While the OpenCL API uses the xcl_pipeline_loop attribute:

__attribute__((xcl_pipeline_loop))

Note: The OpenCL API has an additional method of specifying loop pipelining. The reason is the work item loops are not explicitly stated and pipelining these loops require this attribute:

__attribute__((xcl_pipeline_workitems))

In this example, the Schedule Viewer in the HLS Project produces the following information:

Figure 1. Pipelining Loops in Schedule Viewer

With the overall estimates being:

Figure 2. Performance Estimates

Because each iteration of a loop consumes only two cycles of latency, there can only be a single iteration overlap. This enables the total latency to be cut into half compared to the original, resulting in 257 cycles of total latency. However, this reduction in latency was achieved using fewer resources when compared to unrolling.

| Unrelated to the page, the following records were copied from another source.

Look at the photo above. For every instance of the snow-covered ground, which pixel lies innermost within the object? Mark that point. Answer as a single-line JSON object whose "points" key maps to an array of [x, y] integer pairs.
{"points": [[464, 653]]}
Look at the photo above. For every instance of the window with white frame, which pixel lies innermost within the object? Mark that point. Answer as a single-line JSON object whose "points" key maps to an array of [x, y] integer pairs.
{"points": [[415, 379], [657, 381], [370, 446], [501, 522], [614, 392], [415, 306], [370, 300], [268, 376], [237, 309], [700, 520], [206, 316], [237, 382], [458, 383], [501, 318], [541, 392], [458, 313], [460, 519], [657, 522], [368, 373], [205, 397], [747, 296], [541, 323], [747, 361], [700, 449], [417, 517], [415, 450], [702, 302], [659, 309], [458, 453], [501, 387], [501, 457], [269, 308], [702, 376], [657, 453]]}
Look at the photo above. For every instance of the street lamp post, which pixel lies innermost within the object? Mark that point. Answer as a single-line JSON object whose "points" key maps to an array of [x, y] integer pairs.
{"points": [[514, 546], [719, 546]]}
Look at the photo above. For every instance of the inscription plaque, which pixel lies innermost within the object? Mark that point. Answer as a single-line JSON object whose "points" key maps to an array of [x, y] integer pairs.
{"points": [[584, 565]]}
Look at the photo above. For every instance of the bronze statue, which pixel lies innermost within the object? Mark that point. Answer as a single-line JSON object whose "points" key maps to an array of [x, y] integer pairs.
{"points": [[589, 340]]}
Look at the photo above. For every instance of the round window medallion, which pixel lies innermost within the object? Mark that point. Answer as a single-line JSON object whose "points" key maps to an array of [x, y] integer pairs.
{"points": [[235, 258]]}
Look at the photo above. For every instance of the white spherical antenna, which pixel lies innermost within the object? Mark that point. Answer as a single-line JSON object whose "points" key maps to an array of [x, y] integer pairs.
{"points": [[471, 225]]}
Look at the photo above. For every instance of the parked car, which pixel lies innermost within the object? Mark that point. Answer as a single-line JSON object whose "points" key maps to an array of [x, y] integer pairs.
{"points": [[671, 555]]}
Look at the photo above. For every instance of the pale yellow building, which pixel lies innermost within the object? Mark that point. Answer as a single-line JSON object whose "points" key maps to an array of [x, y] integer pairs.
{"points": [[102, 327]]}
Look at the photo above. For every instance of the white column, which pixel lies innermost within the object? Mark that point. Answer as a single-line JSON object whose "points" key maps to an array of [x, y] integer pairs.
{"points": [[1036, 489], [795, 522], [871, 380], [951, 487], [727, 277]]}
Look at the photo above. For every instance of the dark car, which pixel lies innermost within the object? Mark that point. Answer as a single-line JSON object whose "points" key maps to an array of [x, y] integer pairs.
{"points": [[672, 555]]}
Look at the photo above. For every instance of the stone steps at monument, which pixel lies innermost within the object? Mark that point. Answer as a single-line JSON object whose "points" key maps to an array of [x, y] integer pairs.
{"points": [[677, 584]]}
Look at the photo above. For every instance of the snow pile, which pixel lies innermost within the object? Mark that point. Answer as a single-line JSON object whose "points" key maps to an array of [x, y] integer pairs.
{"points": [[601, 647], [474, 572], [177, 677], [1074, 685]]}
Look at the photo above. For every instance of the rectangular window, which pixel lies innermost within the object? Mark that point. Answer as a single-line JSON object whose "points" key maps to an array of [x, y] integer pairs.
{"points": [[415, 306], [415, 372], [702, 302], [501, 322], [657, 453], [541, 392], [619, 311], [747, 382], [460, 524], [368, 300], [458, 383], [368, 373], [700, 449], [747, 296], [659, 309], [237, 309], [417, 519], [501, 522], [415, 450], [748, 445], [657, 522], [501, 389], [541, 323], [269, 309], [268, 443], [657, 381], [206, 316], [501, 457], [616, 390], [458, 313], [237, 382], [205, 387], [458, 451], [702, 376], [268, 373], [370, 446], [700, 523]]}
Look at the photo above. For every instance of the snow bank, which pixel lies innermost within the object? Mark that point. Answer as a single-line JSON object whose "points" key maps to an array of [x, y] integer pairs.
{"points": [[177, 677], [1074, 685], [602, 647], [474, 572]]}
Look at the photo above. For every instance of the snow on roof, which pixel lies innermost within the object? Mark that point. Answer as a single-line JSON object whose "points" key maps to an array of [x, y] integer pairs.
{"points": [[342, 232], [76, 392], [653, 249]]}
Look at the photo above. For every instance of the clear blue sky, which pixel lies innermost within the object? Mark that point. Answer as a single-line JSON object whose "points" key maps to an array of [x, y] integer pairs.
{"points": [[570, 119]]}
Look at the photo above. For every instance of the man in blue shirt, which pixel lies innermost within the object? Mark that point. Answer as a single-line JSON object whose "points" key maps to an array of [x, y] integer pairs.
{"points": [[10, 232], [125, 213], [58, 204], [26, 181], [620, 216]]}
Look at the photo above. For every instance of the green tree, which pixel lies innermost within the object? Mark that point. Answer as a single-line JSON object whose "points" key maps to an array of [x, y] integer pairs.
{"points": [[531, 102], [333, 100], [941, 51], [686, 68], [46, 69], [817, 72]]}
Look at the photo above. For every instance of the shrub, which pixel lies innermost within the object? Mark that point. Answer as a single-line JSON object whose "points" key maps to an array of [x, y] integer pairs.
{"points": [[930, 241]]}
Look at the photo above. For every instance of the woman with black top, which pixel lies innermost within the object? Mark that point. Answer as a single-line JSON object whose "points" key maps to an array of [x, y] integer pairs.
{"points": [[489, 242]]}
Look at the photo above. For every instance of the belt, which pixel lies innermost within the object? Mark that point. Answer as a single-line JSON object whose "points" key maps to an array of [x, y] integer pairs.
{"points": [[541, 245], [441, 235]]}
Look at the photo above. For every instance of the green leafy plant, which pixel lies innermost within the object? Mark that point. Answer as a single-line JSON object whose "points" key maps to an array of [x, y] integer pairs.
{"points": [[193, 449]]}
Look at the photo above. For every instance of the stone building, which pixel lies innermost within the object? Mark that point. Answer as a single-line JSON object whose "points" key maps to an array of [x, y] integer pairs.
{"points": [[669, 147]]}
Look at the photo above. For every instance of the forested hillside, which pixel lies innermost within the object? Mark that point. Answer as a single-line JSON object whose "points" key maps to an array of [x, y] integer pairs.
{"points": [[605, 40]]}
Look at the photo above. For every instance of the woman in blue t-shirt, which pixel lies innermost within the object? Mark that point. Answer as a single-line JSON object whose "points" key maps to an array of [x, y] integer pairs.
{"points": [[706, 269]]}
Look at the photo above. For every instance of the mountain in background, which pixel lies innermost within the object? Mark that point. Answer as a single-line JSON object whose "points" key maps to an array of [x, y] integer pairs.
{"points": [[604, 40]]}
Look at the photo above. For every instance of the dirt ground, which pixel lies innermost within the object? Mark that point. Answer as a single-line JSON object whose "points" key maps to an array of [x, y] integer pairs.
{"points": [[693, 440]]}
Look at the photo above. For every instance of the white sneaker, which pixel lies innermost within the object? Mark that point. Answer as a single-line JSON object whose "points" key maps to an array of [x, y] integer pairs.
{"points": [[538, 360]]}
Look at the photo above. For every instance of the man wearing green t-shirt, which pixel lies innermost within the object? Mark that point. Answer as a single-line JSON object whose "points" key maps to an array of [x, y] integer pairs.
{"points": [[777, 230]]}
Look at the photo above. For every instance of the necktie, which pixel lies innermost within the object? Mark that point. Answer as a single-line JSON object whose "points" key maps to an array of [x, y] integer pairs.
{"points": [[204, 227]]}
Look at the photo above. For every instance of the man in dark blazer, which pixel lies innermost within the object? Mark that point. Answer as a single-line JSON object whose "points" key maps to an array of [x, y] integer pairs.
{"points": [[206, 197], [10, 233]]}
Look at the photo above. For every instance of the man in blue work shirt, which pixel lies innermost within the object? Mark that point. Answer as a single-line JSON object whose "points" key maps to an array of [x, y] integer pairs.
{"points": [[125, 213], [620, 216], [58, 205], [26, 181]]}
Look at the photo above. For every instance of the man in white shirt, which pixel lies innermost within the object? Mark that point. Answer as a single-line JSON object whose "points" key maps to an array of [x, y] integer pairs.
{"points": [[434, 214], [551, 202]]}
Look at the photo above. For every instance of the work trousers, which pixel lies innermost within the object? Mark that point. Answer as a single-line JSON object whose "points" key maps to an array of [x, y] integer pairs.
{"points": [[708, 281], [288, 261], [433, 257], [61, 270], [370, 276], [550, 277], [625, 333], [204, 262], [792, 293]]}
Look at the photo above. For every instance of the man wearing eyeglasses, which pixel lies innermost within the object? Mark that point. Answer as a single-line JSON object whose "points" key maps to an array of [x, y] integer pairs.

In most cases, loop pipelining by itself can improve overall performance. Yet, the effectiveness of the pipelining depends on the structure of the loop. Some common limitations are:

Resources with limited availability such as memory ports or process channels can limit the overlap of the iterations (Initiation Interval).
Loop-carry dependencies, such as those created by variable conditions computed in one iteration affecting the next, might increase the II of the pipeline.

These are reported by the tool during high-level synthesis and can be observed and examined in the Schedule Viewer. For the best possible performance, the code might have to be modified to remove these limiting factors, or the tool needs to be instructed to eliminate some dependency by restructuring the memory implementation of an array, or breaking the dependencies all together.